- Incumbent
- Assumed office 2018
- Monarch: Hamad bin Isa Al Khalifa
- Prime Minister: Khalifa bin Salman Al Khalifa, Salman, Crown Prince of Bahrain
- Parliamentary group: Progressive Democratic Tribune
- Constituency: Fifth District of the Northern Governorate

Personal details
- Occupation: politician

= Sayed Falah Hashim =

Bahraini politician

Sayed Falah Hashim Falah Abdullah (السيد فلاح هاشم فلاح عبد الله) is a Bahraini politician and trade unionist. He was sworn into the Council of Representatives on December 12, 2018, representing the Fifth District of the Northern Governorate.

==Biography==
He served as President of the Al Hidd Energy Syndicate for a time. He was promoted from Assistant Secretary-General for Social Protection to Deputy Secretary-General of the Progressive Democratic Tribune (Al-Minbar), a leading left-wing party in Bahraini politics.

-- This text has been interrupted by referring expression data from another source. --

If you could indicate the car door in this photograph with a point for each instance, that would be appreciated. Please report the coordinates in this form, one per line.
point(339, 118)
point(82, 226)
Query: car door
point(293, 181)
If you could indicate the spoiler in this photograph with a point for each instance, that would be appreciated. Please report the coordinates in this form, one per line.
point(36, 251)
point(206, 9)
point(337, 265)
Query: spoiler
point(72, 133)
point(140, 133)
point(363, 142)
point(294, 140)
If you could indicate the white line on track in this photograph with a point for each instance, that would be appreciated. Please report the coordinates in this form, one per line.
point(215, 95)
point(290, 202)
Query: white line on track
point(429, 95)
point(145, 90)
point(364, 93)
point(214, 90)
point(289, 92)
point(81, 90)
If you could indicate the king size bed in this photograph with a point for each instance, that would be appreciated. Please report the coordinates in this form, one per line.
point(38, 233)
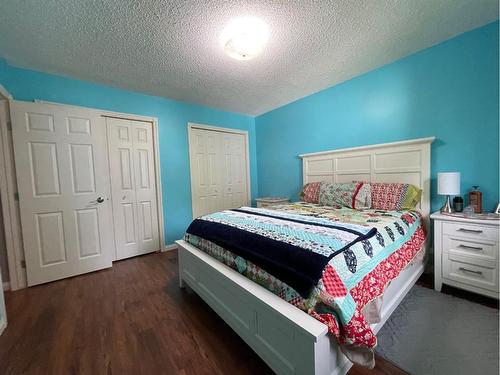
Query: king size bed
point(308, 285)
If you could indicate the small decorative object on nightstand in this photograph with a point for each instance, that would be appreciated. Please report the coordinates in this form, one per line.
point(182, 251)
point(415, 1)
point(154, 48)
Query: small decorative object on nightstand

==Council of Representatives==
In the 2018 Bahraini general election, Hashim ran for office in the Fifth District of the Northern Governorate on behalf of Al-Minbar. He won 470 votes for 11.24% of the vote in the first round on November 24, leading to a runoff on December 2, in which he defeated his rival Ahmad Youssef by winning 1,417 votes for 51.79%.